This program implements a Command Line Interface (CLI) document search engine based on the Term Frequency-Inverse Document Frequency (tf-idf) algorithm. It searches for the occurrence of specific terms within documents and ranks them based on their relevance.
- Search Functionality: Enter a term or phrase to search for within the documents.
- tf-idf Calculation: Calculates tf-idf scores for the searched terms across documents.
- Sorting: Sorts documents based on tf-idf scores.
- Document Viewing: Displays the path of the most relevant document containing the searched term.
- Continuous Search: Allows for continuous searching without exiting the program.
- Input Term to Search: Enter the term or phrase you want to search for.
- Results Display: View the tf-idf scores for each document containing the searched term.

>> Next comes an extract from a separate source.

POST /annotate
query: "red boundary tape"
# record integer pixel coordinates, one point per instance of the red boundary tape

- Document Viewing: Access the most relevant document by clicking on the displayed path.
To run the program:
- Compile the code using a C compiler.
- Execute the compiled program.
- Follow the on-screen instructions to search for documents.
- C compiler (e.g., gcc)
- Standard C libraries (assert.h, stdio.h, stdlib.h, dirent.h, string.h)
$ ./search_engine
> Input term you want to search:
> algorithm
Make sure the documents you want to search are located in the specified directory ("a\" in this case).